Using the targets Package

Use the targets package to parallelize machine learning workflows
Using the targets Package
Try this example in seconds on Saturn Cloud

Overview

Targets is a pipeline toolkit for R. It allows for reproducible workflows without unnecessarily repeating calculations. It also can use parallel backends (future or clustermq).

To illustrate this package, we use the same data, model, and functions that were used in the furrr example. See that example for a thorough explanation. All these functions are contained in the “functions.R” file in this repository.

We will be using the future backend for parallel processing. Learn more about how the future package works here.

Modeling Process

Imports

The only library we need to import now is the targets library itself. All other libraries are imported during the workflow process.

library(targets)

Use a “_targets.R” file

First, we need a file named “_targets.R”. This file will contain all the information for targets to create a workflow.

The “_targets.R” file does the following:

  • Imports the appropriate libraries
  • Imports the functions from “functions.R”
  • Sets global options for targets, including the packages that each target node needs
  • Creates an execution environment for the future package
  • Creates a list of target nodes

Target nodes are defined in a list using the function tar_target(). Each target node is a single step in a workflow. A node runs an R command and returns a value.

tar_target has several inputs, but the important ones here are:

  • name: The name of the target node – Targets are referenced by name, so downstream nodes can reference upstream nodes by name.
  • command: The R function to run
  • format: A storage format for the return value – This can have considerable positive effects to run time if you are moving large files around.
  • deployment: This dictates where the function is to be run. It can either be “main” or “worker.” Many functions in this graph will not be improved by parallelization, so they are run on the “main” process.
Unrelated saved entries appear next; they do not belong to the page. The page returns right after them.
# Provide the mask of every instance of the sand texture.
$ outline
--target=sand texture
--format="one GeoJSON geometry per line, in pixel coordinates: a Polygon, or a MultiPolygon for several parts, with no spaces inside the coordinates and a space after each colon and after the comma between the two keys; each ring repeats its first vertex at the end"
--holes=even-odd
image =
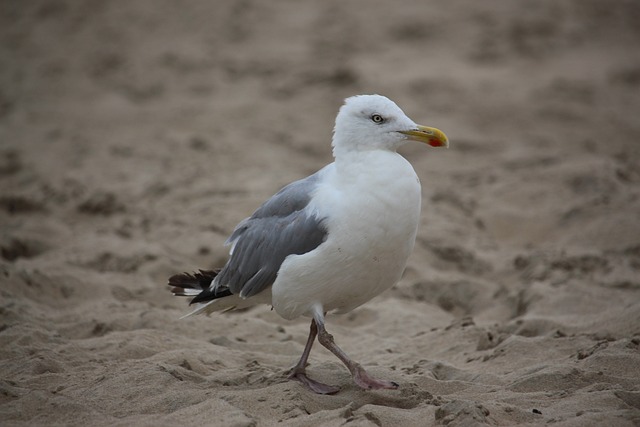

Below is an example target node. Take a look at the “_targets.R” file for more information.

tar_target(
  preprocessed_data,
  preprocess_data(data),
  format = "qs",
  deployment = "main"
)

Show the Target Graph

Once the target workflow is defined by the “_targets.R” file, we can take a look at the resulting directed acyclic graph (DAG). Running tar_visnetwork() will output a DAG that shows the relationship between target nodes. This can be very useful when you are first setting up a workflow.

tar_visnetwork()

Below is an example of the DAG for a workflow. As you can see, each node is connected and has a status.

Example DAG

Watch the Progress

If you want to see a live view of the graph and various statuses, you can run the tar_watch() command. This command opens a shiny app that displays a variety of information. It is updated, by default, every 10 seconds.

tar_watch()

You can see an example for a pipeline below:

Example tar_watch

Run the Targets Workflow

Finally, let’s actually run the workflow. In this case, we are using tar_make_future() because we want to use the future parallel backend. Because we defined our plan as multisession in the “_targets.R” file, the code we marked to send to workers will be sent to appropriate future processes.

tar_make_future(workers = 8)

That’s it! This particular workflow takes approximately five minutes to compute all the hyperparameter options. You can find the complete results in the “report.html” document.

If, for instance, you stop the computation in the middle to change a parameter, targets will remember what has already been computed and skip running those steps in the next run. Pretty neat!

Conclusion

The targets package is fantastic for writing pipeline code. It has the added benefit of running on parallel backends like future.

Thanks to Deep Learning With Keras To Predict Customer Churn and the Targets R Package Keras Model Example for the inspiration for this article.